Liz Truss endured a humiliating Prime Minister’s Questions today as her premiership lurches from crisis to crisis, with Tory MPs sending in letters of no confidence to the 1922 committee, and her days looking increasingly numbered.
Today’s PMQs was billed as a defining moment for her premiership which is only in its second month after her newly appointed chancellor Jeremy Hunt reversed the entirety of her mini-budget and in the process took a wrecking ball to her entire programme for government, leaving her without a policy platform or political support.
The Tory benches looked glum today with little enthusiasm for Truss’s responses, as the opposition tore into her lack of credibility and authority.
Labour leader Keir Starmer began PMQs by asking: “A book is being written about the prime minister’s time in office. Apparently it’s out by Christmas. Is that the release date or the title?”.
It came after reports today that Sir Graham Brady, chair of the 1922 committee, had informed Liz Truss that the traditional threshold of letters for a leadership challenge has been breached but that he is insisting on a threshold of half the parliamentary party before acting.

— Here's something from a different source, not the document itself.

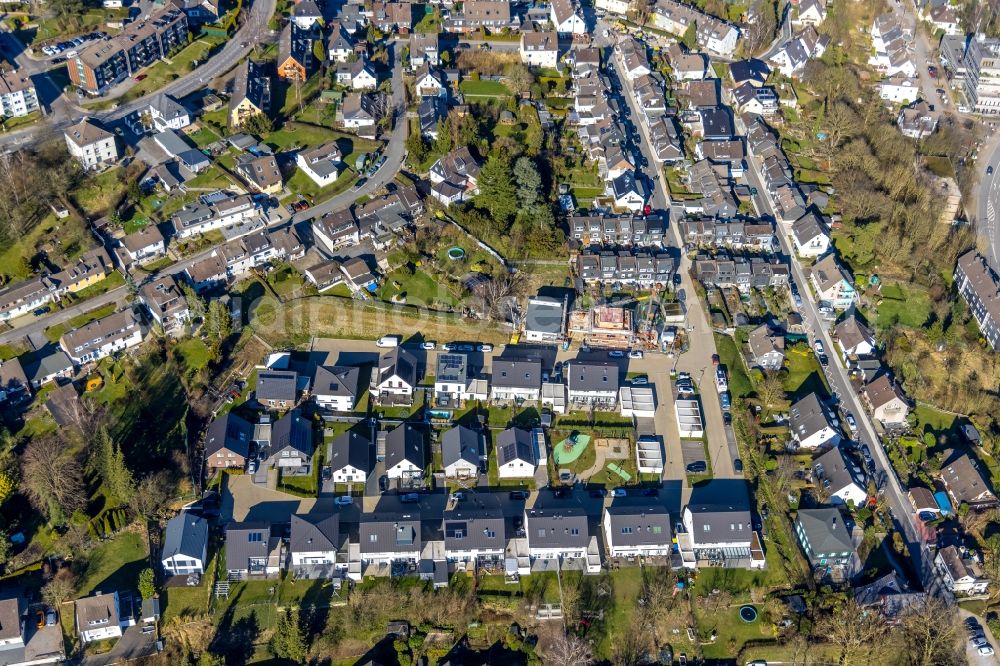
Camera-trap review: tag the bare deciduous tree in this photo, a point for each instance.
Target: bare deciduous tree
(568, 650)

Truss was also criticised for the humiliating U-turns carried out by her government, as Starmer asked how she could go about criticising the Labour Party’s plan for a six-month energy freeze only to later adopt the same policy because of her chancellor.

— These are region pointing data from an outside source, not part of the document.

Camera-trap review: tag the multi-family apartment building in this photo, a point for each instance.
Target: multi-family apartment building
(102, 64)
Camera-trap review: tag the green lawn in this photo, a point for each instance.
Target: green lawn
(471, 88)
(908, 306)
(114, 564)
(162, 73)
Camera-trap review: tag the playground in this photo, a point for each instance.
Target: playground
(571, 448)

“How can she be accountable when she’s not in charge”, he asked.
He also focused on the government’s new wave of austerity, asking Truss: “The PM promised last week absolutely no spending reductions. Then her new Chancellor promised a new round of cuts. What’s the point in the prime minister’s promises if they don’t last a week?”
The Labour leader then went on to add that Truss had begun asking him questions at PMQs because ‘we’re a government in waiting and they’re an opposition in waiting’, “Why on Earth would anyone trust the Tories on the economy ever again?”, he said.

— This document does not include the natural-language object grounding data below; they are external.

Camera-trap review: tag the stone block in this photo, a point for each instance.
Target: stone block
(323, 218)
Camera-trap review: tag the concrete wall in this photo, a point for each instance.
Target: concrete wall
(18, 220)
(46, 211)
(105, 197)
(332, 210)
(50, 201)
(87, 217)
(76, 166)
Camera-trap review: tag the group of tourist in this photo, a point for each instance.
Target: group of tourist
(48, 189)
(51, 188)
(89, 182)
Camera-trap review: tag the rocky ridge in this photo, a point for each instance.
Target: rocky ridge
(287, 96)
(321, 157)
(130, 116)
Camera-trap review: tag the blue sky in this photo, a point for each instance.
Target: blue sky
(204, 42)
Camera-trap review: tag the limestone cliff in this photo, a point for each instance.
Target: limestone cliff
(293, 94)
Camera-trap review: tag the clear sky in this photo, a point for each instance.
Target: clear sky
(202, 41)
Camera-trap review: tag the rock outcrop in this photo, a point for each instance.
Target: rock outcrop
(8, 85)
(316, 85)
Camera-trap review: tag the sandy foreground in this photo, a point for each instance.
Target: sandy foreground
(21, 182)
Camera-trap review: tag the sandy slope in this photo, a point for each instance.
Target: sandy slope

There was also some confusion over policy, with the prime minister confirming that she was committed to the triple-lock. That means pensions should rise in line with inflation-which is currently running at 10.1%.
Her announcement contradicts what the chancellor said on Monday, as he ruled out committing to any pledges, including the triple lock, ahead of 31 October. Truss’s latest announcement is likely to lead to accusations of making up policy on the hoof and U-turning once more.